Normalement les gens du voyage habitent des lieux fixes de l’automne au printemps et voyagent pendant les mois d’été. Cette pratique rend plus facile la fréquentation des écoles. Et les familles disent que la compréhension des écoles à l’égard de leur culture s’est améliorée.

Mais il reste toujours la difficulté d’obtenir une patente pour l’exercice d’un métier. Il faut la renouveler d’un canton à l’autre, ce qui entraîne des coûts considérables. Dans certaines communes, elle est contrôlée à chaque arrivée. Une nouvelle loi sur le métier des voyageurs devrait apporter des améliorations. Soumise aux deux chambres parlementaires, le 29 juin 2000, par le Conseil fédéral, elle prévoit qu'une patente émise dans un canton sera valable pour toute la Suisse. Mais elle ne pourra entrer en vigueur qu’après son adoption par les chambres parlementaires, au plus tôt le 1er janvier 2002.

Les jeunes placés en Finlande

En Finlande, le premier foyer pour enfants a été créé en 1750. Après la grande famine des années 1860, beaucoup de foyers furent fondés.

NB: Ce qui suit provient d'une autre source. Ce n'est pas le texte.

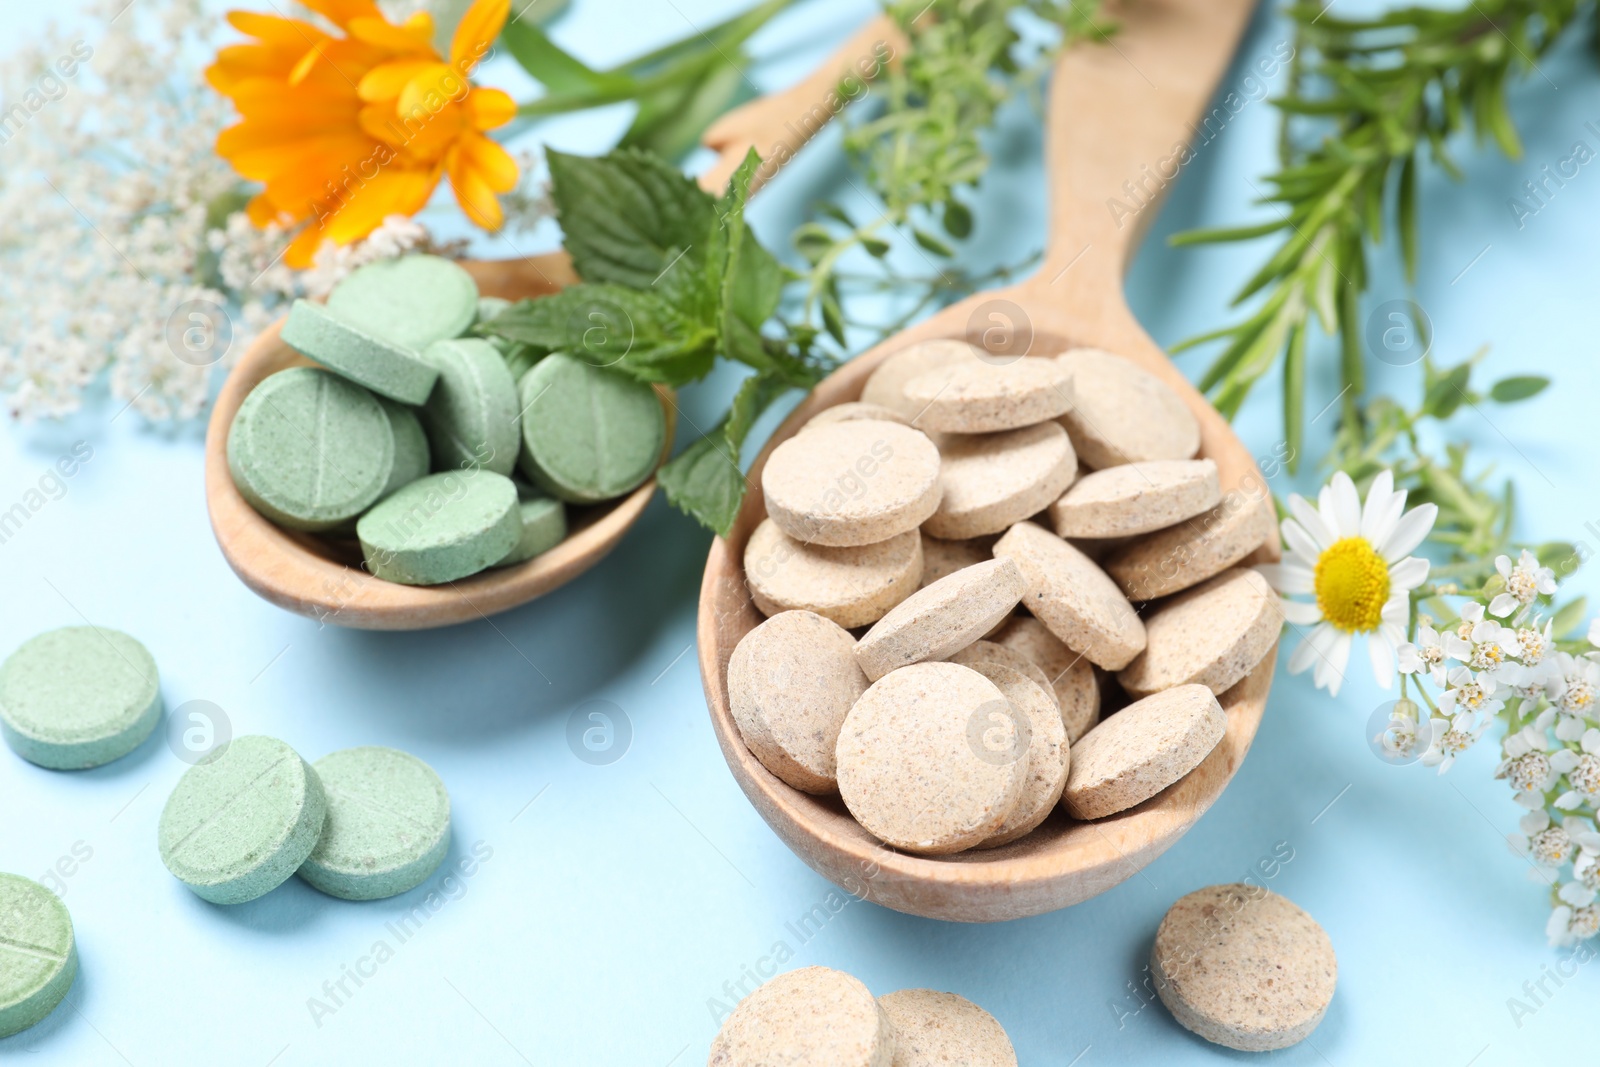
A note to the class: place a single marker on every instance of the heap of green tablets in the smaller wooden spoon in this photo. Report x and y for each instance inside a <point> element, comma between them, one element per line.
<point>417,436</point>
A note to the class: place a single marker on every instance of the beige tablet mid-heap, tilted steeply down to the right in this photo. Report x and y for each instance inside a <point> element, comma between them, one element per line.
<point>1071,596</point>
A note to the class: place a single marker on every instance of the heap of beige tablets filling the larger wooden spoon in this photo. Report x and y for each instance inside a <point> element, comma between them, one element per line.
<point>998,589</point>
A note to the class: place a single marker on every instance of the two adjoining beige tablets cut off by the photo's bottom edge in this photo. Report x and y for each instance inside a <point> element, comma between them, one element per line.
<point>825,1018</point>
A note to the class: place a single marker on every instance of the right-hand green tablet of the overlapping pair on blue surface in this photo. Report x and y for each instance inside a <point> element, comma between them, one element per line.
<point>388,825</point>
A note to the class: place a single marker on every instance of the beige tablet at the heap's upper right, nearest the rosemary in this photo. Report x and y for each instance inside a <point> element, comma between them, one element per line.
<point>1121,414</point>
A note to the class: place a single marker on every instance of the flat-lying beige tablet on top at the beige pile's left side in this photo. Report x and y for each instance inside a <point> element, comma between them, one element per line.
<point>852,484</point>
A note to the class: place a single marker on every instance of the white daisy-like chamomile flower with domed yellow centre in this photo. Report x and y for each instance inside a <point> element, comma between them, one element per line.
<point>1354,559</point>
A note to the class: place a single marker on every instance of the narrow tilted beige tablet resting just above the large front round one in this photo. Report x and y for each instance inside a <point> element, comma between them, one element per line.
<point>942,620</point>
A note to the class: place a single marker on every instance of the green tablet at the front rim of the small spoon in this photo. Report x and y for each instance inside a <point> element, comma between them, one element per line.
<point>442,527</point>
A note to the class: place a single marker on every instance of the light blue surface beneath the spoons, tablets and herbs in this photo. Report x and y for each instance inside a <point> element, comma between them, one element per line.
<point>618,900</point>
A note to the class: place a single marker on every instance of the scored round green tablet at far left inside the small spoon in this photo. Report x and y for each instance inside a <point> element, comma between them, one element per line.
<point>311,450</point>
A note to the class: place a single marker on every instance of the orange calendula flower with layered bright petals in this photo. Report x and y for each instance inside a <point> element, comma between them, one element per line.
<point>345,132</point>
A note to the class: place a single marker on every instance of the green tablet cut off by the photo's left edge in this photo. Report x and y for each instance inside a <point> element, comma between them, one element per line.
<point>39,957</point>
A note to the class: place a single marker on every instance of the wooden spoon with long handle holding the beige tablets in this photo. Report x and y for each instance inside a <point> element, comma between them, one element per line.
<point>1116,108</point>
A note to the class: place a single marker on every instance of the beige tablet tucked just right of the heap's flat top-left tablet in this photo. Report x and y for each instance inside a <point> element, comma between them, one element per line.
<point>994,481</point>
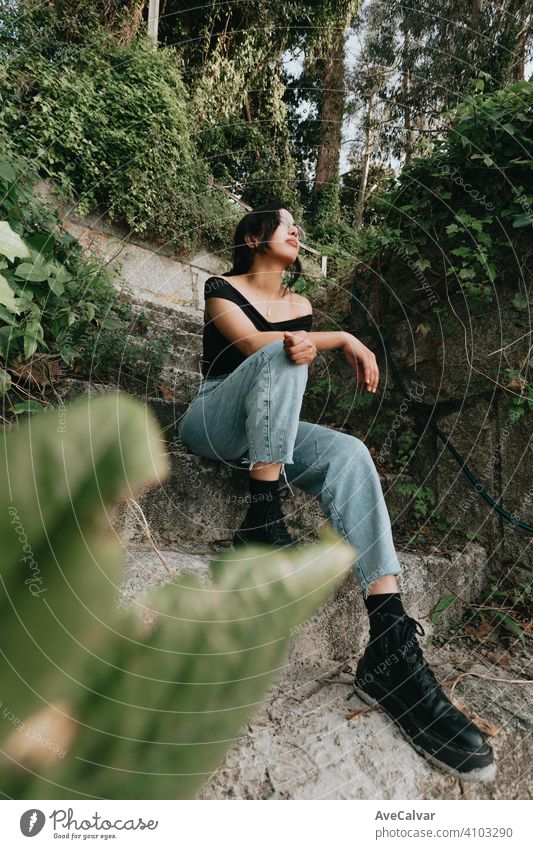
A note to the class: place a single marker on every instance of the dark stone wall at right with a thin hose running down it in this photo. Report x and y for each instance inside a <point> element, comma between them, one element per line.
<point>459,378</point>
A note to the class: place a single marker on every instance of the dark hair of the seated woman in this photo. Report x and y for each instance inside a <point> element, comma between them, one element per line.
<point>260,222</point>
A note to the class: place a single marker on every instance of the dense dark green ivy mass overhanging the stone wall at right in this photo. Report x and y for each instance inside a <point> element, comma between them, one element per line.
<point>460,214</point>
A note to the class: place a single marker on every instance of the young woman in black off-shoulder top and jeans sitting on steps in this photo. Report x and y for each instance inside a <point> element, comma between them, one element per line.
<point>257,348</point>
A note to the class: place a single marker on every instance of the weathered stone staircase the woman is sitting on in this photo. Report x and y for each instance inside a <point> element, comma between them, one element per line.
<point>301,743</point>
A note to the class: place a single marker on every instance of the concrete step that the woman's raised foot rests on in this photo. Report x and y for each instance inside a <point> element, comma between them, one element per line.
<point>339,628</point>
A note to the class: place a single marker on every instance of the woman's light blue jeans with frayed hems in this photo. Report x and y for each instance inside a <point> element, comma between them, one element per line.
<point>252,415</point>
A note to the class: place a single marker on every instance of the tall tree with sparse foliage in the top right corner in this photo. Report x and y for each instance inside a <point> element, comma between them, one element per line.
<point>431,53</point>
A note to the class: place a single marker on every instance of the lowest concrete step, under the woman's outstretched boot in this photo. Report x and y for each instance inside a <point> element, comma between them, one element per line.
<point>305,743</point>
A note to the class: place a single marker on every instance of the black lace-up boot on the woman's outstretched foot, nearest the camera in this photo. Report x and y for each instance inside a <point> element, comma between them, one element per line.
<point>394,674</point>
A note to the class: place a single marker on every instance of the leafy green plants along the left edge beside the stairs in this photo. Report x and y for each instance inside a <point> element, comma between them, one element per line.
<point>59,310</point>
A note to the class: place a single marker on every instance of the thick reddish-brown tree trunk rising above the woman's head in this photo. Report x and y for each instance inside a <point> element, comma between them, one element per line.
<point>327,167</point>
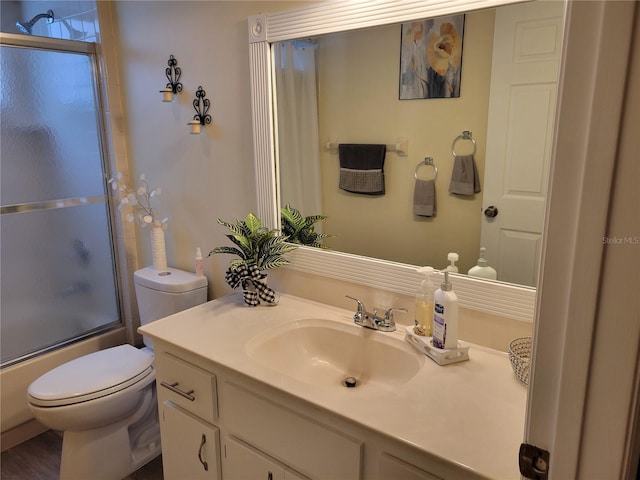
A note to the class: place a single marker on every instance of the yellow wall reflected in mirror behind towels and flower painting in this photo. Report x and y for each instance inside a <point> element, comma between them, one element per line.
<point>358,74</point>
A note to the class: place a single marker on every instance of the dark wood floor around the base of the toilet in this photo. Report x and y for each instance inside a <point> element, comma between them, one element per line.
<point>39,459</point>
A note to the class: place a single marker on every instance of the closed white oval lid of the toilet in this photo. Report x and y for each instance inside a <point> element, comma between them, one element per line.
<point>91,376</point>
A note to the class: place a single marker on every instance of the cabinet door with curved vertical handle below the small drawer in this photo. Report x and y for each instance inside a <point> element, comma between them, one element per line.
<point>190,447</point>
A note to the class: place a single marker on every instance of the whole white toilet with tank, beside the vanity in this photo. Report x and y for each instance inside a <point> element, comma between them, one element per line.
<point>105,402</point>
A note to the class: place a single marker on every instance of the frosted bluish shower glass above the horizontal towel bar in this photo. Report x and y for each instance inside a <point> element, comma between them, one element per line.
<point>49,129</point>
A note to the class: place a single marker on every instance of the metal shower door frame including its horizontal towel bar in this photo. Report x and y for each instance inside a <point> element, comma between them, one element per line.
<point>90,49</point>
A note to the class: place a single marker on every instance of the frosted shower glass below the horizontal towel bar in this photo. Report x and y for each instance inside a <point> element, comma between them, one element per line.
<point>57,277</point>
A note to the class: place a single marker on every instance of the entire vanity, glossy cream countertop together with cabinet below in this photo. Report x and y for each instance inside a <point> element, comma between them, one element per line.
<point>259,423</point>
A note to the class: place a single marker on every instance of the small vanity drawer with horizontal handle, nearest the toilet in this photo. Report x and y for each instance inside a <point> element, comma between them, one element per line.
<point>188,386</point>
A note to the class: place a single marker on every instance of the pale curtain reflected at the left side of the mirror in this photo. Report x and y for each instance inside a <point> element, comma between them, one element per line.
<point>297,107</point>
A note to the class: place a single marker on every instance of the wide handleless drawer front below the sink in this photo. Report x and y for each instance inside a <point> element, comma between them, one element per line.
<point>296,441</point>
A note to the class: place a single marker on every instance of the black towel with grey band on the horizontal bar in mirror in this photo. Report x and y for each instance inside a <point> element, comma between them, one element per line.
<point>362,168</point>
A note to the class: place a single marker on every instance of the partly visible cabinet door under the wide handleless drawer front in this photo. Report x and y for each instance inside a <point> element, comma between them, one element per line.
<point>243,462</point>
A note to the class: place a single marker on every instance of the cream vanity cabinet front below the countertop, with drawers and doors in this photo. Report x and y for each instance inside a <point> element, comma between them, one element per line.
<point>219,424</point>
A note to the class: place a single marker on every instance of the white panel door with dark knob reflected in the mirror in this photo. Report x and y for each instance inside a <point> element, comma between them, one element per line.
<point>524,76</point>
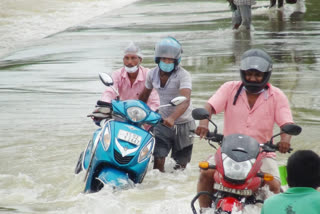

La Grande guerre civile de 1918 en a augmenté le nombre et la Deuxième Guerre mondiale a eu des conséquences dramatiques pour 50 000 enfants devenus orphelins.

La réglementation relative au bien-être des enfants faisait partie de la législation générale jusqu’à l’introduction de la première loi sur le bien-être des enfants, en 1936. Cette législation a subi bien des réformes depuis 1970. Pendant les années 1990, le nombre des enfants placés en dehors de leur famille s’est accru constamment.

En 1987 : 8 395 enfants placés, dont 4 645 en familles d’accueil et 3 750 en institutions.

En 1998 : 12 132 enfants placés, dont 5 577 en familles d’accueil et 6.555 en institutions.

Selon une étude basée sur un questionnaire auquel 50% des jeunes interrogés ont répondu, 94% des jeunes placés avaient des contacts réguliers avec leur mère biologique, 62% avec les frères et sœurs, 56% avec leur père. Moins de la moitié gardait des relations avec les grands-parents.

D’après un document préparatoire au Forum européen pour le Bien-être de l’Enfance tenu à Bruxelles en janvier 2001.

Jürg Meyer

Journaliste à Basler Zeitung, Jürg Meyer, né en1938, est depuis longtemps engagé avec les pauvres. Il est président du Mouvement ATD Quart Monde en Suisse.